How max_examples and Lazy Loading Work

Both dataset classes support a max_examples cap to limit dataset size without loading everything.

RerankerDataset (random negatives)

Every (seq_idx, pos) pair in the loaded sequences is a potential example. With max_examples=None, the full flat index is materialized. With max_examples set, a memory-efficient cumsum/bisect approach is used:

  1. pos_counts: for each sequence, count valid positions (len(seq) - 1). This is just a list of small integers.
  2. cumsum: prefix sum over pos_counts via itertools.accumulate. Maps flat indices to sequences.
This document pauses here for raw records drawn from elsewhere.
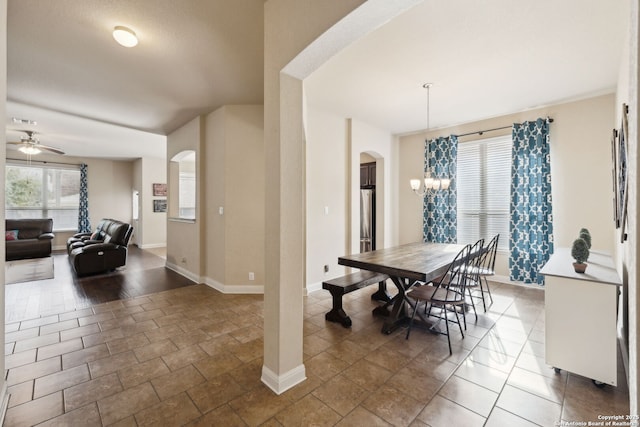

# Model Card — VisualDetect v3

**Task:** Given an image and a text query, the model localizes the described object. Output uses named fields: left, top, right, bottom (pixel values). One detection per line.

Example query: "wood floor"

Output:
left=5, top=246, right=196, bottom=323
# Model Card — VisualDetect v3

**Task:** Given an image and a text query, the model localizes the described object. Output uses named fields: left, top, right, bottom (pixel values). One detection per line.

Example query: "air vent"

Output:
left=12, top=117, right=37, bottom=125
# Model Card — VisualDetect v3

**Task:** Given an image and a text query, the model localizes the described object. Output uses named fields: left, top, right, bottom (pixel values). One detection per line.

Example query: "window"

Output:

E.g. pos_counts = [3, 5, 2]cumsum = [3, 8, 10], so flat indices 0-2 belong to seq 0, 3-7 to seq 1, 8-9 to seq 2.
  3. random.sample: picks max_examples distinct flat indices from range(total_positions) — Python handles range objects in O(k) memory, not O(N).
  4. bisect_right: converts each flat index back to (seq_idx, pos)bisect_right(cumsum, f) gives the sequence, and the remainder gives the position within that sequence (offset by +1 since positions start at 1).

This avoids materializing millions of (seq_idx, pos) tuples when you only need a subset.

PrecomputedRerankerDataset (KenLM hard negatives)

Two modes controlled by lazy:

lazy=True (byte-offset indexing):

  • __init__ does one binary-mode pass over the TSV, recording the byte offset of each valid row (~8 bytes per offset).
  • If max_examples is set, offsets are shuffled and truncated.
  • __getitem__ seeks to the byte offset and parses only that single row on demand.
  • Peak memory: proportional to num_rows × 8 bytes (offsets only), not the full parsed TSV.
  • Trade-off: each __getitem__ does a disk seek + readline, so throughput is lower than eager mode.

lazy=False (eager, in-memory):

  • __init__ parses all TSV rows into memory as (seq_idx, pos, cand_ids, kenlm_scores, label) tuples.
  • If max_examples is set, examples are shuffled and truncated.
  • __getitem__ is a simple list index lookup — no disk I/O.
  • Trade-off: higher RAM usage, but faster training throughput.

In both cases, __getitem__ looks up the original sequence via self.sequences[seq_idx] to extract the context window seq[max(0, pos - max_context_len) : pos].